Mifune snapped his fingers at the wayward boy as he stood fifteen yards from the center of the training pit. Michael followed in pursuit and he stood opposite Mifune, his sapphire eyes glistening off the light of the lanterns.
“Draw your blade.” Mifune said as he took an ironclad stance still unarmed.
“What? Are you half-mad?” Michael said in astonishment.
“Draw your blade. Come at me with the intent to kill.” Mifune said with ice in his voice, his eyes fully fixated on Michael Leonhart.
The men began to gather around, Ezekiel was among them, they were gathering in anticipation as if it was ceremony. Michael took notice of this as he readied his father’s blade in a wide and open stance. He paced steadily with his sword at his side, he swing his sword in an upward arc. Mifune deftly sidesteps the strike and countered with a rear right hook to the body. Michael keeled over and groan in pain
“Show me something, boy.” Mifune said.
And Michael did, he rained down steel on Toshiro Mifune. He was hacking, slashing, faster and faster but he was only hitting air as Mifune sidesteps, pivoting, skipping, dodging every savage blow, and moving offline into different angles. Michael kept pace with this elusive man. He’s only toying with me, Michael realized.
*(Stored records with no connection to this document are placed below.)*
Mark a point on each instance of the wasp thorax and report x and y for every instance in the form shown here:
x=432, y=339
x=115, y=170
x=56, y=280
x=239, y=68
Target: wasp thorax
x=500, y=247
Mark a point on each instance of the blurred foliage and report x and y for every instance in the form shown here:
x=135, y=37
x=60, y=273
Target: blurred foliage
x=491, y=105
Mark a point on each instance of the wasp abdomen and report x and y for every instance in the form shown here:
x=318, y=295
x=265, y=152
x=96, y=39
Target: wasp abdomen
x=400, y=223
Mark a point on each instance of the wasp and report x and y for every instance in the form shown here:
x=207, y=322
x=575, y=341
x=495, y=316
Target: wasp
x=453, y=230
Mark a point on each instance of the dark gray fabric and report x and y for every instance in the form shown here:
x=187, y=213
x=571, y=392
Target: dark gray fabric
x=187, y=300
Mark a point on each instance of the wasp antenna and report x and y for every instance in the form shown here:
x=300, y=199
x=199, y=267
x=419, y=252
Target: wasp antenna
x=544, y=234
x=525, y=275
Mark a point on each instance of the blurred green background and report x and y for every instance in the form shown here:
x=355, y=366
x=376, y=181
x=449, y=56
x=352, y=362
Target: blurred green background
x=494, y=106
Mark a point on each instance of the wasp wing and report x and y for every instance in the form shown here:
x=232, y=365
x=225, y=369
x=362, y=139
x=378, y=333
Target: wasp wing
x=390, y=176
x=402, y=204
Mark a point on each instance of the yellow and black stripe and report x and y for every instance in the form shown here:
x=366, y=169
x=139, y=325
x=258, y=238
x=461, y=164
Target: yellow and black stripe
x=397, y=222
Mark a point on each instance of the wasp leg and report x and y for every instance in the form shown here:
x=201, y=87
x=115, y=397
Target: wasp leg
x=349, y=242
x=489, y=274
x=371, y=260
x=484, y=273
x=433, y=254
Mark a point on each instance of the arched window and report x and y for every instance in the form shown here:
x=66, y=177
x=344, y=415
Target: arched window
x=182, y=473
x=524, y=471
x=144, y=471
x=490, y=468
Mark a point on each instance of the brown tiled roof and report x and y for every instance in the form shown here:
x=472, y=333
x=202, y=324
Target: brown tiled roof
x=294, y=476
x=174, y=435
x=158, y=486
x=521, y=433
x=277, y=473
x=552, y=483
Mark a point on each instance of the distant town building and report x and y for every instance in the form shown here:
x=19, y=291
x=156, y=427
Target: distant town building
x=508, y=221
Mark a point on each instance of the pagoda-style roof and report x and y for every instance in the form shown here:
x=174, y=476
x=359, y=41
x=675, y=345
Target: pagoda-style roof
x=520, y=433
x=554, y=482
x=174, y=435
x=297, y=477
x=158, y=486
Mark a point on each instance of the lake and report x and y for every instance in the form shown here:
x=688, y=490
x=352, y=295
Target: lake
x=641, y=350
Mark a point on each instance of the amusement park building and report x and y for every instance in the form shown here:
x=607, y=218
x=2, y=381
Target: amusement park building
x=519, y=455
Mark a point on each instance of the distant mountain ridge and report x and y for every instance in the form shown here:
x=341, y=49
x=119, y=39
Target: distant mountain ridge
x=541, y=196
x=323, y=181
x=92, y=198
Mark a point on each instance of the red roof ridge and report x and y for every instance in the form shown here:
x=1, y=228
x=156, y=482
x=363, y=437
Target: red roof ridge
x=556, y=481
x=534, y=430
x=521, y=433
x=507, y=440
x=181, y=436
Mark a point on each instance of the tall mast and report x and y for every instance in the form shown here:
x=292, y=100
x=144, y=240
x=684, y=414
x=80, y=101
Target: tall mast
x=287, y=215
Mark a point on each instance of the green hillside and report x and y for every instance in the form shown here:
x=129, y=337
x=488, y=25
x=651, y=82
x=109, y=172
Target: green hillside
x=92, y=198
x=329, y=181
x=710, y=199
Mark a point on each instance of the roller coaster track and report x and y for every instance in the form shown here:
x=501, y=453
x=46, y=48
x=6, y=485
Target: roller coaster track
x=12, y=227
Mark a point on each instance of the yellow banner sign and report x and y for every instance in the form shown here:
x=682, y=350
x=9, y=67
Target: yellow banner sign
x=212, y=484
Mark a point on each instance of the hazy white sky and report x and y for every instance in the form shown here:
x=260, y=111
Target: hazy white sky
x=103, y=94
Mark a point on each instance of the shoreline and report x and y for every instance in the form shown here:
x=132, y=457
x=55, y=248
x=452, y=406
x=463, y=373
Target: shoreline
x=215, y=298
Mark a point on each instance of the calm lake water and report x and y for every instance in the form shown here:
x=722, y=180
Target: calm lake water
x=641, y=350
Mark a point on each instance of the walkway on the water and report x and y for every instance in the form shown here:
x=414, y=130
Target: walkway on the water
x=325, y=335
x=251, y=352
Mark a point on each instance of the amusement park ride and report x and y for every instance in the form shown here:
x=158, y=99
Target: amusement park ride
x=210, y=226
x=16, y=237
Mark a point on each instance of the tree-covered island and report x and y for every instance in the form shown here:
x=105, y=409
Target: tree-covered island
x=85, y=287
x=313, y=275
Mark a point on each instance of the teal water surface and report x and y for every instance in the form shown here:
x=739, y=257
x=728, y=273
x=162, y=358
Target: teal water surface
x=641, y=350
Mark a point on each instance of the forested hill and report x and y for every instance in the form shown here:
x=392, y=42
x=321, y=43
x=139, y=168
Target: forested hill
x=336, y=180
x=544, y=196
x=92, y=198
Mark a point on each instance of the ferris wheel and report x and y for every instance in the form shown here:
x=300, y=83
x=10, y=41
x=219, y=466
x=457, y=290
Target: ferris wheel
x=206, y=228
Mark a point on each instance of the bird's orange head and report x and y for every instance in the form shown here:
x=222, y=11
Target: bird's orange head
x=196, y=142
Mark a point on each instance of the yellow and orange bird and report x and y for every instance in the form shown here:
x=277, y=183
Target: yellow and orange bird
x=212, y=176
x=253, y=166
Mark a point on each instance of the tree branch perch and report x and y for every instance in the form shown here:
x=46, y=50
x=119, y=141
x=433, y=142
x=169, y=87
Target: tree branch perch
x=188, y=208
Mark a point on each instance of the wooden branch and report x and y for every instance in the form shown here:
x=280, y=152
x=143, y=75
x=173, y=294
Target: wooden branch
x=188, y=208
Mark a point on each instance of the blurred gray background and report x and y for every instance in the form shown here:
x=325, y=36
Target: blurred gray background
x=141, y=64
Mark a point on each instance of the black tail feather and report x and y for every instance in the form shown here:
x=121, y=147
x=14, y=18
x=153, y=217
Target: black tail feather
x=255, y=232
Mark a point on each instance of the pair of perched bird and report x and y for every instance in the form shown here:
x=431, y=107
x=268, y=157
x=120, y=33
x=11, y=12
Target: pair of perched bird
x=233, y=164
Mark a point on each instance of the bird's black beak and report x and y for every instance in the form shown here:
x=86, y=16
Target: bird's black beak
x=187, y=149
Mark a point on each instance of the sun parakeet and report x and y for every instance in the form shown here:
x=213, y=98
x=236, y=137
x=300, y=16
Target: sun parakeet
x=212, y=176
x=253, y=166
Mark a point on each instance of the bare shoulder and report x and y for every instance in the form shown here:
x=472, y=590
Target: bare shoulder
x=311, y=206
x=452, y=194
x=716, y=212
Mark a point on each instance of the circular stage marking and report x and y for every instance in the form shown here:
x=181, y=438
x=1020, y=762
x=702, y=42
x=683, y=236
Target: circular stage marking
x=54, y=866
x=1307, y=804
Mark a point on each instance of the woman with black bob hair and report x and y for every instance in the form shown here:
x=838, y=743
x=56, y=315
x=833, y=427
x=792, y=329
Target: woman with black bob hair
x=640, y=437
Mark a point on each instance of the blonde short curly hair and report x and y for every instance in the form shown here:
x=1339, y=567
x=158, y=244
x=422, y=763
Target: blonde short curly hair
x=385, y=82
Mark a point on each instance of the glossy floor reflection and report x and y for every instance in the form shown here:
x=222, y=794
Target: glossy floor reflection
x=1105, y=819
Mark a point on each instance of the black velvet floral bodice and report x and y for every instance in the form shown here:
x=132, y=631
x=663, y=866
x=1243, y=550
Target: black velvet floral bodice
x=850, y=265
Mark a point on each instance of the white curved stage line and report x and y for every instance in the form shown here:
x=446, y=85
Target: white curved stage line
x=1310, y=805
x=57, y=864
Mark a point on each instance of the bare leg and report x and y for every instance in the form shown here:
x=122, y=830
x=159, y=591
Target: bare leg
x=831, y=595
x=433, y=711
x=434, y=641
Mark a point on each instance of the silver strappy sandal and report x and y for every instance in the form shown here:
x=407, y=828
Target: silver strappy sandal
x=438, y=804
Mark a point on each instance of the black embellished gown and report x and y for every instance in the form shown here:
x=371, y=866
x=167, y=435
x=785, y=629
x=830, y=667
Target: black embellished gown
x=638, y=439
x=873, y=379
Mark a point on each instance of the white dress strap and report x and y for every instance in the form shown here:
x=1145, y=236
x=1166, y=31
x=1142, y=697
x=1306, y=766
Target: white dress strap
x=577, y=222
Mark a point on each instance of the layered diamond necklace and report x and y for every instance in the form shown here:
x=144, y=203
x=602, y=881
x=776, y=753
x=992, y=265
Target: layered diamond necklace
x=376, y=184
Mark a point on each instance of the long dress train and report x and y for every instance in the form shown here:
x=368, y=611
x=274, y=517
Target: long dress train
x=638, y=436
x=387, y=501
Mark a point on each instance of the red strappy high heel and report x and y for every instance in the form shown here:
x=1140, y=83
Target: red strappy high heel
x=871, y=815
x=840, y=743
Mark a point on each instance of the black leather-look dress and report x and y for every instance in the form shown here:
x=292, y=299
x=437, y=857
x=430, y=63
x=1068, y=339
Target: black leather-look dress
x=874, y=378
He pressed his slashing flourish, his blood boiling as the inferno within him rages on, pushing Mifune back.
“Is this a fight or a dance?” Michael demanded, huffing and puffing.
“You would’ve died a thousand times over if this was a real duel with swords out.” Mifune said dryly.
Mifune rebounded off his backfoot. “You’re a criminal!” he jabbed him in the jaw. “A boy playing at sword and lance.” Mifune landed clean with a lead body hook. “A disgrace to your kinsmen!” A rear body hook hit home causing Michael to keel over and stagger back. “You're nothing but a disappointment.” Mifune ended this fight with a thunderous lead left hook to the head. Michael's world was spiraling into blackness, and he awoke less than a minute later, the man who whipped him was standing over him offering a hand. Michael accepted. “Welcome to the Warrior’s Sons, Leonhart.”
Michael saw the crowd dispersed as Mifune disappeared into the night leaving the boy alone under the pale moonlight. He stared into the tranquil night sky. He took a deep breath. Born again as a Warrior’s Son?